The Electoral College (Why We Use It and Why It Matters)
Calls to fundamentally change the Electoral College reached a peak after Republican George W. Bush defeated Democrat Al Gore in the tightly contested 2000 election. Gore narrowly won the national popular vote, and many of his supporters howled that the system—even without the Supreme Court stepping in—was unfair.
One organization, National Popular Vote, has worked toward eliminating the Electoral College through an amendment to the Constitution or a state compact. National Popular Vote argues that the current system encourages presidential candidates to spend most of their time in “swing states” rather than campaigning for votes across the entire country.
This plan for a national popular vote has received a moderate level of support, but Heritage’s von Spakovsky has called it bad policy, based on mistaken assumptions.
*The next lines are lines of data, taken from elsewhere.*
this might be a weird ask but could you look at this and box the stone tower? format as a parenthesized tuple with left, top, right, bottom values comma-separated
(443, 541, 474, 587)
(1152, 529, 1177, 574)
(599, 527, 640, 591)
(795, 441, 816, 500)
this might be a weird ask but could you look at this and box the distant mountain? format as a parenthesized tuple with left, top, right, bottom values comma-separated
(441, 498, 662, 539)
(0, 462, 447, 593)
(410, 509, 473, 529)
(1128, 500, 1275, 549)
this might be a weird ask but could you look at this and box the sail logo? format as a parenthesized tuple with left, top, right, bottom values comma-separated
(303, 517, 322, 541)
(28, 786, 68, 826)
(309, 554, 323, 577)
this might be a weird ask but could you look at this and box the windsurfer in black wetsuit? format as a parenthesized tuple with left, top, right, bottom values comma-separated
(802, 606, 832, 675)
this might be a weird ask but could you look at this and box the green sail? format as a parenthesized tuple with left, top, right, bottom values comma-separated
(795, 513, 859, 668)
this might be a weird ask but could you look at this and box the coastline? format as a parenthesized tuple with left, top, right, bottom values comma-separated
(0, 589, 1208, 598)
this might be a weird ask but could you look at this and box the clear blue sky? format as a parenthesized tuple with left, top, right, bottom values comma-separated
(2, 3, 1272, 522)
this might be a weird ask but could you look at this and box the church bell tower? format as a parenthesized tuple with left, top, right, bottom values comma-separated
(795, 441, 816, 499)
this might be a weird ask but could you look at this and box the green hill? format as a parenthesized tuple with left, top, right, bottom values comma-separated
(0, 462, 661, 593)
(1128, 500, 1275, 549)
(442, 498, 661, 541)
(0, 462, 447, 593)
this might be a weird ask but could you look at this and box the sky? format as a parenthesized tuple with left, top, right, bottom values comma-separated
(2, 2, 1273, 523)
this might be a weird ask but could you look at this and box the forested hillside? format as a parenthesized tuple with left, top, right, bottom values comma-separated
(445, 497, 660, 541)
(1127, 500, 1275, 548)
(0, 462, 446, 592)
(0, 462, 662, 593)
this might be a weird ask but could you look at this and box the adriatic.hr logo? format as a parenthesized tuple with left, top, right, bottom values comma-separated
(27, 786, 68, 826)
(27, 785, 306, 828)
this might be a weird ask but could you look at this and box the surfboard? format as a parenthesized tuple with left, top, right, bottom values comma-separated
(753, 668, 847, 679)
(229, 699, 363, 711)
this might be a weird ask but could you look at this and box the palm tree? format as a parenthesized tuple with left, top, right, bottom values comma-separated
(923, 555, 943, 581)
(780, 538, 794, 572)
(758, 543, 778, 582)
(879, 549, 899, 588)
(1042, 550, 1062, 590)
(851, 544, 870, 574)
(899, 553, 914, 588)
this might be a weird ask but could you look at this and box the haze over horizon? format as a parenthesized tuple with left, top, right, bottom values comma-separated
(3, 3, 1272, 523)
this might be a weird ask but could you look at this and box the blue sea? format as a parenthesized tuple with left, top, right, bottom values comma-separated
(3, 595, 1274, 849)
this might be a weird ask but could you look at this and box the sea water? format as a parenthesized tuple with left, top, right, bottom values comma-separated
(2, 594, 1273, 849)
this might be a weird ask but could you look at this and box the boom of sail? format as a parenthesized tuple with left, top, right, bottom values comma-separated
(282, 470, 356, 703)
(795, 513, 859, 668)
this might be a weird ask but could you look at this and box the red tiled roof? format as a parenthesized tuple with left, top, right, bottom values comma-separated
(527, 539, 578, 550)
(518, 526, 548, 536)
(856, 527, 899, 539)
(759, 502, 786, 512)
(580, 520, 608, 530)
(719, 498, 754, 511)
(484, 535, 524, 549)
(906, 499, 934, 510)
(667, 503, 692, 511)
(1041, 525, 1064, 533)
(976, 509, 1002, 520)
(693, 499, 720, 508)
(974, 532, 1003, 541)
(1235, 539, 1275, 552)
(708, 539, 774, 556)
Swing states, he wrote, “can change from election to election, and many states that are today considered to be reliably ‘blue’ or ‘red’ in the presidential race were recently unpredictable.”
Many states have signed on to a bill that essentially would tie a state’s electoral votes to the national popular vote. Those states will pledge to swing all of their electoral votes to the winner of the national vote.
But this is because the incentives would be to appeal only to the biggest population centers. Swing states change over time, and the 2016 election could be a prime example of swing-state unpredictability and erosion of the traditional partisan political map.
Additionally, if the president were elected by unfiltered national vote, small and rural states would become irrelevant, and campaigns would spend their time in large, populous districts.
Over 200 Years of Success
Unneeded tinkering with a process that is over two centuries old could destabilize one on the steadiest political systems in the world.
As author and Texas lawyer Tara Ross wrote in a Heritage Foundation memorandum:
America’s election systems have operated smoothly for more than 200 years because the Electoral College accomplishes its intended purposes. America’s presidential election process preserves federalism, prevents chaos, grants definitive electoral outcomes, and prevents tyrannical or unreasonable rule. The Founding Fathers created a stable, well-planned, and carefully designed system—and it works.
On Election Day, Americans should appreciate the great and long-lasting constitutional tradition bequeathed to them—including the quirky Electoral College system created by the nation’s Founders.